Los invasores han entrado en mi cuerpo. Pequeñas células tumorales pugnan por vivir, aunque ello implique mi muerte. No les importa. No las culpo. Ellas buscan un futuro como todo ser vivo, aunque sean microscópicas. Han hecho metástasis en mi páncreas. Se han expandido por todo mi cuerpo. Su inequidad reina en mí.
La suave brisa sigue en mi rostro, en este parque a un lado de la clínica. La tarde fallece sobre la copa de los árboles. Un desteñido rosado se desploma sobre el otrora verde rabioso nacido de las entrañas del césped y la vegetación. La luz sucumbe ante la noche. Pero es piadosa, nos da el atardecer para que nos preparemos a la oscuridad. A las sombras de la muerte.
Mi silla de ruedas se hace cada vez más pesada de mover.

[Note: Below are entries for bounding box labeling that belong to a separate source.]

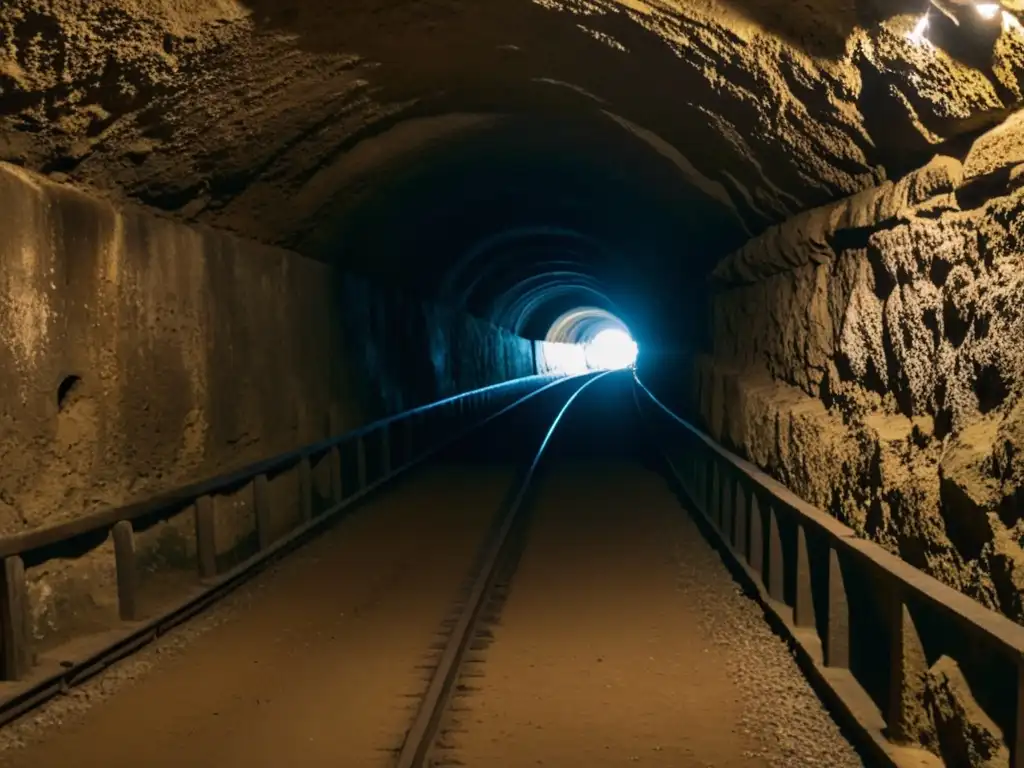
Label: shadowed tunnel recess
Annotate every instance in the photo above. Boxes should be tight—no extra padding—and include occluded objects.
[6,0,1016,366]
[315,110,724,352]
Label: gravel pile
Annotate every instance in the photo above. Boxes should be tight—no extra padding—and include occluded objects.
[676,523,864,768]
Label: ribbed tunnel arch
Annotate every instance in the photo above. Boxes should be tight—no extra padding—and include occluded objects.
[6,0,1019,358]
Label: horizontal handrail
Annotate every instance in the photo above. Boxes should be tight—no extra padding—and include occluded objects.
[634,373,1024,768]
[0,374,592,725]
[634,376,1024,654]
[0,374,564,558]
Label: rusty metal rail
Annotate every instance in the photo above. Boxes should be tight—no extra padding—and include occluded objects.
[0,375,575,724]
[396,373,607,768]
[634,375,1024,768]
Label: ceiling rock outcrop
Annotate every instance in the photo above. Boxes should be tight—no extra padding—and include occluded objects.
[0,0,1024,294]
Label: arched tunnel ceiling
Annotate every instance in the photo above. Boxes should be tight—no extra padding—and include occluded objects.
[0,0,1024,342]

Mi enfermera, que siempre me acompaña, ya ha terminado de leer su pequeño libro de novelas y me mira impaciente. Seguramente piensa “hasta cuando este viejo me tendrá en este parque”. Veo en su semblante que me desprecia. No la culpo tampoco. La vejes muestra la peor cara de los seres humanos, la que no queremos ver ni descubrir jamás. La decrepitud, para los jóvenes, está allá, a los lejos. Algo que nunca llega. Así solía pensar hasta que mi rostro se arrugó tanto que ya no pude ni quise contar los surcos que habitaban en él. El espejo no me devolvía lo que quería ver. Ese fue el principio del fin.
Es tarde para Elizabeth, pero no para Karen. Mi primera esposa. Ella aún vive. Jamás le dije a una mujer que la amaba con el corazón. Solo eran un peldaño en mi camino, pero con Karen no fue así. Yo la amaba de verdad, pero mi alma estaba infectada por la vanidad, el orgullo, el deseo de poder. Estaba marchito pero no lo sabía.

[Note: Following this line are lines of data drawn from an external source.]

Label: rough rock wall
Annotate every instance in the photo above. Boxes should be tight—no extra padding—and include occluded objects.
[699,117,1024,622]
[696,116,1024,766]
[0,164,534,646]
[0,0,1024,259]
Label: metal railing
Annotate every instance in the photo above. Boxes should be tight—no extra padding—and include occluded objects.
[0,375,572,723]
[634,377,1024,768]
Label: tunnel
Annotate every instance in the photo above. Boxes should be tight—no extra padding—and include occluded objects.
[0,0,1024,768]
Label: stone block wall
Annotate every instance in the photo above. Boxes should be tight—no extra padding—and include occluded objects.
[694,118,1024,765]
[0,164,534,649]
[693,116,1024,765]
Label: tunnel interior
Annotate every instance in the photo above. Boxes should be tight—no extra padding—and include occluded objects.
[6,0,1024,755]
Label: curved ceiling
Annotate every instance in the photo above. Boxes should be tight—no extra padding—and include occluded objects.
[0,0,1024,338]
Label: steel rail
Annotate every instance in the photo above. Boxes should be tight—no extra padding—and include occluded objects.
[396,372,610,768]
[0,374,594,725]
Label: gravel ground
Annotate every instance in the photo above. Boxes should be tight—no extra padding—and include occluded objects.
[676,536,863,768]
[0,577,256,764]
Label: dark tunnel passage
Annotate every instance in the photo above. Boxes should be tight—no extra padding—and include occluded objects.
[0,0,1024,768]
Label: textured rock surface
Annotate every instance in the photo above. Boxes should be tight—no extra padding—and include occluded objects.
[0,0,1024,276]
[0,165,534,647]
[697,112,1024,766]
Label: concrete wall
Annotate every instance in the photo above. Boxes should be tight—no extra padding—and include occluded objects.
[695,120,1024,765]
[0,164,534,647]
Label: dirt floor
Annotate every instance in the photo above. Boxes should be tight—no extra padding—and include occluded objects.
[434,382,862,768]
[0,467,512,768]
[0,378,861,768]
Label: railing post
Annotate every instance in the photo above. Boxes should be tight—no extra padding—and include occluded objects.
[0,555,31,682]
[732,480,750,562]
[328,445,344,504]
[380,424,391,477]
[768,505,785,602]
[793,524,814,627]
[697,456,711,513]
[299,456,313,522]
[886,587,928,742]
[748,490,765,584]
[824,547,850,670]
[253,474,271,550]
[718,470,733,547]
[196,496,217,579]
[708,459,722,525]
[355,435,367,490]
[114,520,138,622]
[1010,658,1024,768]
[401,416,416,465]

Tal vez no sea tarde para remediar el daño. Corregir algo de ese sendero que recorrí y tratar de ver, de vislumbrar tan solo, esos otros caminos que el destino cerró para mí. Ser un fisgón de la obra creadora de Dios, solo por un momento.
Alargo mi mano en el bolsillo y tomó este artefacto moderno llamado teléfono-móvil. Es patético lo que voy a hacer. Le debería hablar pero ella seguramente no me atendería. La comprendo. Solo tipeo:
“Karen. Amor mío. Sé que no he sido el marido que esperabas. De nada serviría que te dijera que así me educaron. Que mi padre jamás me dijo que me amaba. Es de flojos esas niñerías, solía decir. Que mi madre jamás me beso en la mejilla. Nunca sentí el verdadero amor”.
Froto mis dedos que se quedaron doloridos por tipiar tantas palabras en tan poco tiempo, pero todavía no está terminado el mensaje. Debo continuar.
“Eres la mujer que siempre ame. No supe valorarte y es justo que sufra por tí. Solo quiero que sepas que te ame y te amo. A mi manera”.
“Enter” y el mensaje salió. Aún no lo ha leído.
La oscuridad se adueña de este parque y la enfermera no espera que le diga nada, solo me toma a mis espaldas la silla de ruedas y me desplaza hacia la clínica. Ya no tengo fuerzas para oponerme. De repente suena mi teléfono-móvil y una señal me indican que el mensaje fue recibido y leído. Mi felicidad no tiene reparo, por fin, pude expresar lo que sentía. No hay respuesta. No me importa, solo quería que ella lo supiera, nada más. Eso me basta.
Mientras subo el ascensor hacia mi habitación en la clínica, mis pensamientos se han detenido. No siento nada. No oigo nada. No veo nada: todo es oscuro. Tal vez esto sea la muerte y por el fin la liberación de mi alma.